China’s Role In the Gold Market: Bigger Than You Think
Dennis Gartman has been directly involved in the capital markets since 1974 and has been publishing his daily commentary, The Gartman Letter, since 1987. Mr. Gartman is a strategic partner with the AdvisorShares Gartman Currency Hedged Gold ETFs (GEUR & GYEN) and lends his institutional insight to educate advisors and investors about trading gold in different currency terms.
Monday the People’s Bank of China announced that it was going to become an aggressive buyer of Chinese national and regional debt securities in an attempt to spur economic growth that has slowed rather obviously in the course of the past several months. In other words, the PBOC is “all-in” for quantitative easing, which caught us and caught the markets off-sides. As soon as that report began to circulate, gold soared.
The question then becomes, “How important is China to the world gold trade?” And the answer is “Very.” China presently says that it has 1,054 tonnes of gold in its reserve position, making it the 7th largest official gold holder, surpassed last year by Russia which overtook China following Moscow’s gold purchases which we thought were intended to reduce Russia’s dependence on the dollar. Russia, officially, has 1,207 tonnes of gold in its reserve position and that gold is approximately 13% of the state’s overall “currency” reserves. China’s gold holdings, on the other hand, as a percentage of its total reserves are a scant 1%.
We suspect that the real level of Chinese gold reserves is much closer to 2,000 tonnes rather than the official 1,054 tonnes noted above and that China has been adding to those reserves surreptitiously via Hong Kong. By comparison, the US “officially” has a bit over 8,100 tonnes of gold on hand; Germany as nearly 3,400; the IMF has 2,800; Italy has 2,450 and France has 2,435.

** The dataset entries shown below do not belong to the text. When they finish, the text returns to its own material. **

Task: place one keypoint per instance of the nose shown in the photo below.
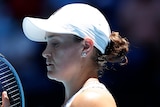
(46, 53)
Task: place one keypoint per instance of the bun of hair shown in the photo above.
(117, 49)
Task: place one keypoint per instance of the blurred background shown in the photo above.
(135, 85)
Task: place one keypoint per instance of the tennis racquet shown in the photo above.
(10, 82)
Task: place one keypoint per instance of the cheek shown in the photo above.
(68, 58)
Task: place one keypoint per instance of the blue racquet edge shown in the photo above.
(10, 82)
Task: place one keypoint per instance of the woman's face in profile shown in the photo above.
(62, 55)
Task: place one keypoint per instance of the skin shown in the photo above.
(65, 64)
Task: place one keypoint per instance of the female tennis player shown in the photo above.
(79, 46)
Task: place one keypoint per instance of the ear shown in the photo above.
(88, 45)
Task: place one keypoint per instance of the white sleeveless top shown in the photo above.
(91, 85)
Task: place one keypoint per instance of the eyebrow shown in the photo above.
(49, 37)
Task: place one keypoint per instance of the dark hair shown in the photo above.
(115, 52)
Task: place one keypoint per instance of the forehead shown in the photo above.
(50, 36)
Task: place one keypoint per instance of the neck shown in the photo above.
(71, 88)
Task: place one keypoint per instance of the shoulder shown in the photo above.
(94, 97)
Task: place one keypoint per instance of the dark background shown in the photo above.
(135, 85)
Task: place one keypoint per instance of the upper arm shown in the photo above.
(93, 99)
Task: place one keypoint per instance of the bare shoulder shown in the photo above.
(94, 97)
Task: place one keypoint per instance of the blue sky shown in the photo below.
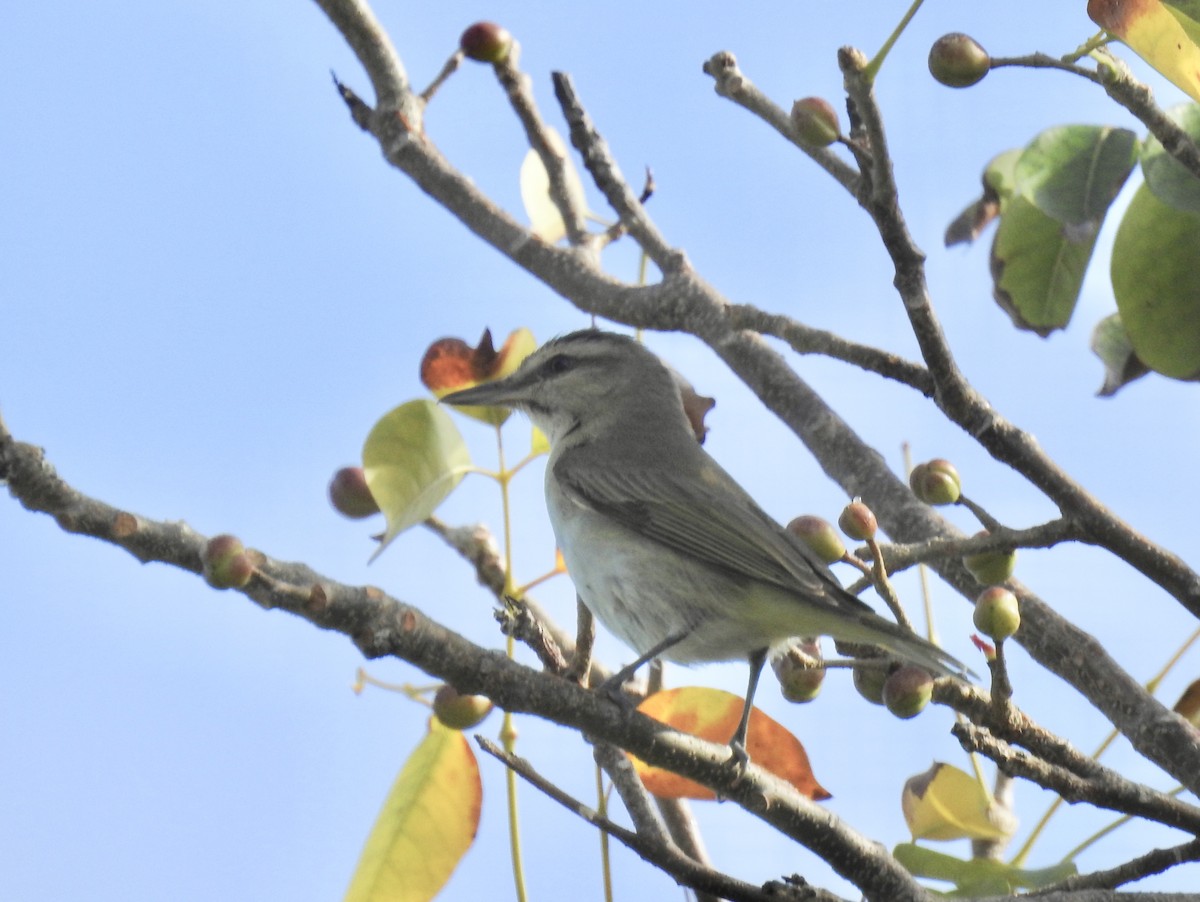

However, perhaps most importantly of all Monday regarding the sharp rise in gold’s price… in dollar terms of course, but even more impressively in terms of the Yen and of the EUR… was the report that Venezuela apparently had no choice but to “pawn” a goodly portion of its own gold reserves to Citibank. We used this term in a conversation with friends at CNBC and we use it again here this morning for what Venezuela has done, apparently, is “swap” what may be a much as $1 billion of its gold reserves for a loan of cash. Call it what you will but Venezuela has effectively “pawned” its gold to Citibank.
This has been rumoured for several weeks, for Venezuela… run by the truly inept President Nicolas Maduro… is in the direst of fiscal straits. Weak crude oil prices and inept government policies have swept Venezuela’s stores of the most basic of needs, all the while as President Maduro has blamed the US for the problems his policies have caused.
At any rate, rather than openly selling its gold reserves into the market, Venezuela has been able to “pawn” its gold to Citibank, and the Bank has given the Venezuela government a loan for apparently $1 billion, with the gold as collateral. Venezuela shall have the right-of-first refusal to buy the gold back by returning the cash in question, but we suspect that in the end Venezuela will allow the gold to remain with Citibank and for the “pawn” to resolve itself that way. Almost certainly Maduro & Company will squander the $1 billion if the past is prologue.
Why then did gold rally on this report? Because a huge, prospective seller has been removed from the market. The market was concerned that Venezuela would have to sell its gold and would do so amidst panic; instead, the gold has now moved into far stronger hands and the market is relieved of this fear.